Ayat-ayat tadi menyatakan bahwa Allah telah memilih beberapa keturunan manusia pertama, Adam, untuk memerintah bersama Kristus di surga. (Roma 8:14-17, 28-30; Penyingkapan 5:9, 10) Akan tetapi, asumsi bahwa Allah Yehuwa selama ribuan tahun sebelumnya telah menetapkan individu-individu tertentu untuk menerima hak istimewa ini sebelum mereka lahir bertentangan dengan fakta bahwa manusia dianugerahi kebebasan memilih. Apa yang telah Allah tetapkan sebelumnya ialah suatu kelompok, atau segolongan orang, bukan individu.

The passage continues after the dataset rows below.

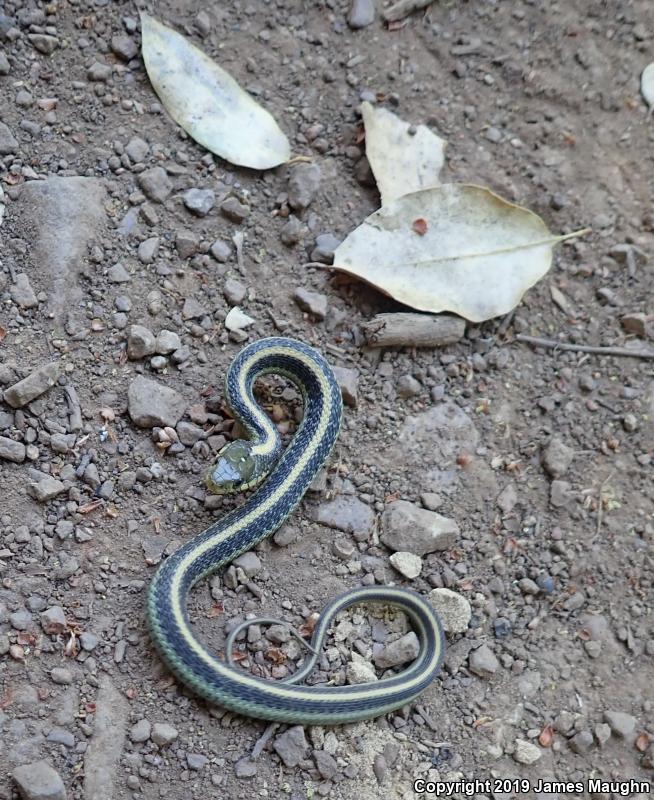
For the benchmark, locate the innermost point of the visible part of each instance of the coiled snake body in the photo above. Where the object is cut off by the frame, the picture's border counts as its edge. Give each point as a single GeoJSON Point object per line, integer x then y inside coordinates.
{"type": "Point", "coordinates": [243, 464]}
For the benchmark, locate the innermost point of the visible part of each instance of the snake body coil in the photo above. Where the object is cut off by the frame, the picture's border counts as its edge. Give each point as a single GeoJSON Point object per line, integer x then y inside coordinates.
{"type": "Point", "coordinates": [244, 464]}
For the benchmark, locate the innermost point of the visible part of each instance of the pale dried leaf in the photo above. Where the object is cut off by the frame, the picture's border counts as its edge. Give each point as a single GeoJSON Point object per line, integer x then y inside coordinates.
{"type": "Point", "coordinates": [478, 256]}
{"type": "Point", "coordinates": [207, 102]}
{"type": "Point", "coordinates": [401, 161]}
{"type": "Point", "coordinates": [647, 85]}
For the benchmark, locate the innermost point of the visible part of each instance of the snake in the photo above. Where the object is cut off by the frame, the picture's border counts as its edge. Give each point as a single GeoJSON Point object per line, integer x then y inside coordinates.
{"type": "Point", "coordinates": [280, 478]}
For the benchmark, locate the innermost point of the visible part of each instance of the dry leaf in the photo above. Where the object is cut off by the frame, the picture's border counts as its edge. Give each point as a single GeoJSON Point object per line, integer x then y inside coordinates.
{"type": "Point", "coordinates": [647, 85]}
{"type": "Point", "coordinates": [403, 157]}
{"type": "Point", "coordinates": [477, 259]}
{"type": "Point", "coordinates": [207, 102]}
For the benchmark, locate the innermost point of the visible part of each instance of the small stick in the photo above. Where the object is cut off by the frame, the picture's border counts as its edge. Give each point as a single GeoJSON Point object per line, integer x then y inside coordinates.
{"type": "Point", "coordinates": [584, 348]}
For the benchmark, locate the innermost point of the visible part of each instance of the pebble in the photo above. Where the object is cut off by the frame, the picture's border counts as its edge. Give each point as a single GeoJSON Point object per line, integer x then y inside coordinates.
{"type": "Point", "coordinates": [407, 564]}
{"type": "Point", "coordinates": [33, 386]}
{"type": "Point", "coordinates": [11, 450]}
{"type": "Point", "coordinates": [312, 302]}
{"type": "Point", "coordinates": [221, 251]}
{"type": "Point", "coordinates": [163, 733]}
{"type": "Point", "coordinates": [291, 746]}
{"type": "Point", "coordinates": [39, 781]}
{"type": "Point", "coordinates": [156, 184]}
{"type": "Point", "coordinates": [483, 662]}
{"type": "Point", "coordinates": [140, 731]}
{"type": "Point", "coordinates": [409, 528]}
{"type": "Point", "coordinates": [8, 143]}
{"type": "Point", "coordinates": [453, 609]}
{"type": "Point", "coordinates": [557, 458]}
{"type": "Point", "coordinates": [141, 342]}
{"type": "Point", "coordinates": [348, 382]}
{"type": "Point", "coordinates": [151, 404]}
{"type": "Point", "coordinates": [199, 201]}
{"type": "Point", "coordinates": [398, 652]}
{"type": "Point", "coordinates": [526, 752]}
{"type": "Point", "coordinates": [303, 185]}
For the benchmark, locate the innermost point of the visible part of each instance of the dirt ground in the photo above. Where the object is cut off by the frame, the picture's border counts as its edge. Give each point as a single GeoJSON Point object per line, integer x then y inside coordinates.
{"type": "Point", "coordinates": [542, 458]}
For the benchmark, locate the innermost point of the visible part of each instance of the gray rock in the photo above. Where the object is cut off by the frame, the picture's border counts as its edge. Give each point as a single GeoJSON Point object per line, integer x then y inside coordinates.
{"type": "Point", "coordinates": [167, 342]}
{"type": "Point", "coordinates": [39, 781]}
{"type": "Point", "coordinates": [148, 250]}
{"type": "Point", "coordinates": [163, 734]}
{"type": "Point", "coordinates": [140, 731]}
{"type": "Point", "coordinates": [303, 185]}
{"type": "Point", "coordinates": [33, 386]}
{"type": "Point", "coordinates": [413, 529]}
{"type": "Point", "coordinates": [8, 144]}
{"type": "Point", "coordinates": [453, 609]}
{"type": "Point", "coordinates": [156, 184]}
{"type": "Point", "coordinates": [526, 752]}
{"type": "Point", "coordinates": [557, 458]}
{"type": "Point", "coordinates": [234, 210]}
{"type": "Point", "coordinates": [199, 201]}
{"type": "Point", "coordinates": [346, 513]}
{"type": "Point", "coordinates": [621, 724]}
{"type": "Point", "coordinates": [22, 293]}
{"type": "Point", "coordinates": [291, 746]}
{"type": "Point", "coordinates": [53, 621]}
{"type": "Point", "coordinates": [362, 13]}
{"type": "Point", "coordinates": [118, 274]}
{"type": "Point", "coordinates": [348, 382]}
{"type": "Point", "coordinates": [398, 652]}
{"type": "Point", "coordinates": [46, 489]}
{"type": "Point", "coordinates": [124, 47]}
{"type": "Point", "coordinates": [324, 248]}
{"type": "Point", "coordinates": [221, 251]}
{"type": "Point", "coordinates": [312, 302]}
{"type": "Point", "coordinates": [140, 342]}
{"type": "Point", "coordinates": [483, 662]}
{"type": "Point", "coordinates": [11, 450]}
{"type": "Point", "coordinates": [234, 291]}
{"type": "Point", "coordinates": [152, 404]}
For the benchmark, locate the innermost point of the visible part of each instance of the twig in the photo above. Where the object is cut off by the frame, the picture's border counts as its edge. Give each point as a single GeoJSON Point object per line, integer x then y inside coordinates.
{"type": "Point", "coordinates": [584, 348]}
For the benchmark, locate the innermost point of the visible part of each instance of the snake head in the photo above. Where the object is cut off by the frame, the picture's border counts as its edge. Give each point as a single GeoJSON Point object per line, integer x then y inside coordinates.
{"type": "Point", "coordinates": [234, 469]}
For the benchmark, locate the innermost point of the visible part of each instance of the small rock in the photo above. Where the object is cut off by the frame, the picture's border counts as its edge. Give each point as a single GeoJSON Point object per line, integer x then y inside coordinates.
{"type": "Point", "coordinates": [526, 752]}
{"type": "Point", "coordinates": [152, 404]}
{"type": "Point", "coordinates": [39, 781]}
{"type": "Point", "coordinates": [557, 458]}
{"type": "Point", "coordinates": [8, 144]}
{"type": "Point", "coordinates": [199, 201]}
{"type": "Point", "coordinates": [483, 662]}
{"type": "Point", "coordinates": [221, 251]}
{"type": "Point", "coordinates": [140, 732]}
{"type": "Point", "coordinates": [163, 734]}
{"type": "Point", "coordinates": [621, 724]}
{"type": "Point", "coordinates": [348, 382]}
{"type": "Point", "coordinates": [291, 746]}
{"type": "Point", "coordinates": [11, 450]}
{"type": "Point", "coordinates": [156, 184]}
{"type": "Point", "coordinates": [234, 211]}
{"type": "Point", "coordinates": [53, 621]}
{"type": "Point", "coordinates": [22, 293]}
{"type": "Point", "coordinates": [452, 608]}
{"type": "Point", "coordinates": [140, 342]}
{"type": "Point", "coordinates": [312, 302]}
{"type": "Point", "coordinates": [398, 652]}
{"type": "Point", "coordinates": [411, 529]}
{"type": "Point", "coordinates": [33, 386]}
{"type": "Point", "coordinates": [407, 564]}
{"type": "Point", "coordinates": [303, 185]}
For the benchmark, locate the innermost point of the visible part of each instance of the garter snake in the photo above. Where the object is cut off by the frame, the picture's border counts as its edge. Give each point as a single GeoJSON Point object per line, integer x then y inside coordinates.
{"type": "Point", "coordinates": [242, 464]}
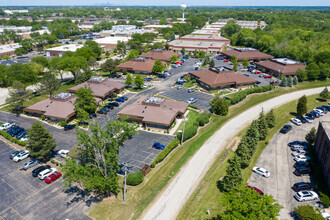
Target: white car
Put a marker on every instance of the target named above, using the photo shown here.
(299, 152)
(21, 156)
(46, 173)
(64, 153)
(261, 171)
(6, 126)
(302, 158)
(296, 121)
(306, 196)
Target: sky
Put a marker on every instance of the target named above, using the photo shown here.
(167, 2)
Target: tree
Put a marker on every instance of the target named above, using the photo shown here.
(270, 118)
(284, 82)
(233, 178)
(310, 136)
(295, 80)
(325, 93)
(302, 105)
(245, 62)
(158, 67)
(219, 106)
(17, 95)
(263, 126)
(174, 58)
(138, 81)
(129, 79)
(307, 212)
(244, 203)
(49, 83)
(98, 157)
(40, 142)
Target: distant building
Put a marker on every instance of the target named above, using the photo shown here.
(220, 78)
(322, 149)
(110, 43)
(59, 51)
(159, 54)
(102, 87)
(154, 112)
(280, 66)
(139, 65)
(246, 53)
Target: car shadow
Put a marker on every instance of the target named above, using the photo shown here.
(81, 195)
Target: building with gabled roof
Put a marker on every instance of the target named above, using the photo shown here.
(154, 112)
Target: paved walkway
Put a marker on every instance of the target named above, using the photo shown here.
(183, 184)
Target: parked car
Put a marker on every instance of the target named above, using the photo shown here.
(13, 154)
(191, 100)
(30, 164)
(21, 156)
(302, 171)
(306, 196)
(261, 171)
(286, 129)
(301, 158)
(296, 121)
(191, 90)
(38, 170)
(299, 152)
(69, 127)
(302, 186)
(158, 146)
(256, 189)
(43, 174)
(6, 126)
(52, 177)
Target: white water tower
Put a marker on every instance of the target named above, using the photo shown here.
(183, 7)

Sebagai ilustrasi: Katakanlah bahwa suatu pemerintah memutuskan untuk mendirikan lembaga tertentu. Pemerintah itu menetapkan sebelumnya fungsi, wewenang, dan besarnya lembaga tersebut. Beberapa waktu setelah didirikan, lembaga itu akhirnya beroperasi, dan para anggotanya mengeluarkan pernyataan, ”Beberapa tahun yang lalu, pemerintah telah menentukan apa yang akan menjadi tugas kami. Sekarang, kami memulai pekerjaan yang ditugaskan kepada kami.” Apakah Saudara akan menyimpulkan bahwa pemerintah itu, beberapa tahun sebelumnya, pasti telah menetapkan siapa saja individu-individu yang akan menjadi anggota lembaga itu? Tentu saja tidak. Demikian pula, Yehuwa telah menetapkan sebelumnya bahwa Ia akan mendirikan suatu lembaga khusus untuk memberikan jalan keluar dari pengaruh dosa Adam. Ia menetapkan sebelumnya segolongan orang yang akan melayani dalam lembaga itu​—tetapi, bukan individunya. Mereka akan dipilih belakangan, dan pilihan yang akan mereka ambil dalam kehidupan akan mempengaruhi apakah mereka akhirnya diperkenan atau tidak.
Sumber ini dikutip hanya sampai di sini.